20/04/2026
If you’ve been named as an executor in someone’s will, this is something you cannot ignore.
💡 What is a Grant of Probate?
A Grant of Probate is the court’s official authority that allows an executor to deal with a deceased person’s estate. Without it, you have no legal power to access or distribute the assets.
In other words, even if you are named in the will, you cannot act until the court grants you this authority.
💡 Why is it important?
Once the testator (the person who made the will) passes away, the executor must obtain a Grant of Probate before carrying out any estate administration, such as:
Accessing bank accounts
Transferring property ownership
Settling outstanding debts
Distributing assets to beneficiaries
📝 The usual process (simplified)
1️⃣ Prepare the necessary documents
Original will
Death certificate
List of assets (property, bank accounts, vehicles, shares, etc.)

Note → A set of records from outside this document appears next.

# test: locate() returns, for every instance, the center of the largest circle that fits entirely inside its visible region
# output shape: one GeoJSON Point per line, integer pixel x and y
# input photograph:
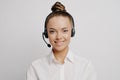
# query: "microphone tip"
{"type": "Point", "coordinates": [49, 45]}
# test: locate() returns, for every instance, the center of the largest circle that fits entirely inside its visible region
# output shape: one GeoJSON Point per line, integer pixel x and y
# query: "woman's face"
{"type": "Point", "coordinates": [59, 32]}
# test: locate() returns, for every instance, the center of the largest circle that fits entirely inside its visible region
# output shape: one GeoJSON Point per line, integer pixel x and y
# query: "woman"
{"type": "Point", "coordinates": [61, 63]}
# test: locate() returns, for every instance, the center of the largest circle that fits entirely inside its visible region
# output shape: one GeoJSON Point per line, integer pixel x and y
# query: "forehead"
{"type": "Point", "coordinates": [59, 22]}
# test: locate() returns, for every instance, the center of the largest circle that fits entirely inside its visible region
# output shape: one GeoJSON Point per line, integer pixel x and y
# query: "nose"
{"type": "Point", "coordinates": [59, 35]}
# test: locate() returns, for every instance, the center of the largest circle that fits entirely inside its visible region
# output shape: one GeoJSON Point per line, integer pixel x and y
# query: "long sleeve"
{"type": "Point", "coordinates": [31, 74]}
{"type": "Point", "coordinates": [89, 73]}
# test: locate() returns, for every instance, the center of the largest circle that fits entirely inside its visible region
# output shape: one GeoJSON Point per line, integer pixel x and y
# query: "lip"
{"type": "Point", "coordinates": [59, 43]}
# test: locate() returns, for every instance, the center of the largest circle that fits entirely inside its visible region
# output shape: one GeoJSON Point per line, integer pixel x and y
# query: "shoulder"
{"type": "Point", "coordinates": [40, 61]}
{"type": "Point", "coordinates": [80, 60]}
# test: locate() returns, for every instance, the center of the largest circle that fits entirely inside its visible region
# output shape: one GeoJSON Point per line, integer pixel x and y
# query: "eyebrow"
{"type": "Point", "coordinates": [62, 28]}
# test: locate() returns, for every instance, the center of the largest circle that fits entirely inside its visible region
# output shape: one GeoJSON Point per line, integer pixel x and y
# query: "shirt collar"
{"type": "Point", "coordinates": [69, 57]}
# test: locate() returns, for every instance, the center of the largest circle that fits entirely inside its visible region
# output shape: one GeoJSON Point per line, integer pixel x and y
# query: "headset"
{"type": "Point", "coordinates": [46, 34]}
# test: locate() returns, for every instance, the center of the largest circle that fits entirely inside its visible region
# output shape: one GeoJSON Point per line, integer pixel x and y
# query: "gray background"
{"type": "Point", "coordinates": [97, 35]}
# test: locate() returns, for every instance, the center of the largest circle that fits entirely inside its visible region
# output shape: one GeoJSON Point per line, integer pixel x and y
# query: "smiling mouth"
{"type": "Point", "coordinates": [59, 43]}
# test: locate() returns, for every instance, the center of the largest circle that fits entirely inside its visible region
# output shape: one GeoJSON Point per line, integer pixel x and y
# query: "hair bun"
{"type": "Point", "coordinates": [58, 7]}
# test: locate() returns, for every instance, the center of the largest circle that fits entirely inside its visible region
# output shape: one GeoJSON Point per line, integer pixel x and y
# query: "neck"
{"type": "Point", "coordinates": [60, 55]}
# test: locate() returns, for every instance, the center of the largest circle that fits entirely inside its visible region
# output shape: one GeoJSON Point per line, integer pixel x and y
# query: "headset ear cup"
{"type": "Point", "coordinates": [73, 32]}
{"type": "Point", "coordinates": [45, 33]}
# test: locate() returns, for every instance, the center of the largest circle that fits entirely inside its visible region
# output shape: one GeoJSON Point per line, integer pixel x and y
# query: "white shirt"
{"type": "Point", "coordinates": [74, 68]}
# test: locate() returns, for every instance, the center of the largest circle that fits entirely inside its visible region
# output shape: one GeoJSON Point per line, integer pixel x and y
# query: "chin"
{"type": "Point", "coordinates": [60, 48]}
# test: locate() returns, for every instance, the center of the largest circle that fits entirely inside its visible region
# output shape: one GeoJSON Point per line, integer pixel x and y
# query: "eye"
{"type": "Point", "coordinates": [51, 31]}
{"type": "Point", "coordinates": [65, 30]}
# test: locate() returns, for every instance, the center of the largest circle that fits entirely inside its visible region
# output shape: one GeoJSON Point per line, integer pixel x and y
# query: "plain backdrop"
{"type": "Point", "coordinates": [97, 38]}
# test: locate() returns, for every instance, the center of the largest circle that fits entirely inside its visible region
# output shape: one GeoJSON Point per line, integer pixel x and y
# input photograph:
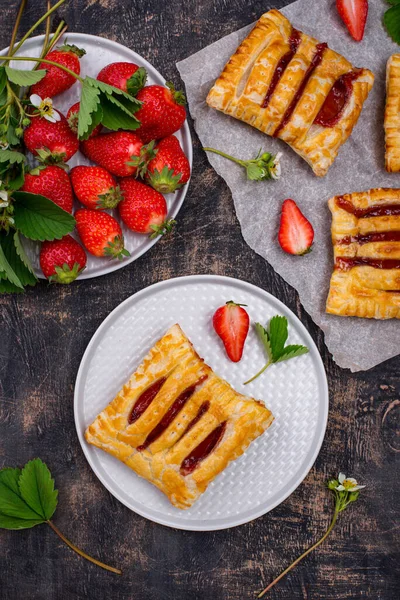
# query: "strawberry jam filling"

List of liabilities (loans and debts)
2️⃣ Engage a lawyer
Your lawyer will prepare and file the required court documents, including affidavits and schedules of assets and beneficiaries.
3️⃣ File at the High Court
All documents are submitted to the High Court (typically handled by your lawyer).
4️⃣ Court review and hearing
A hearing is usually fixed within 1–2 months. The executor will need to attend.
If everything is in order and uncontested, the court will approve the application.
5️⃣ Grant of Probate issued
Once granted, the executor can legally:
Access bank funds
Transfer property
Settle debts
Distribute assets according to the will
💡 Final note
Estate administration can be time-consuming and technical. Having a lawyer assist can help ensure the process runs smoothly and avoid unnecessary delays.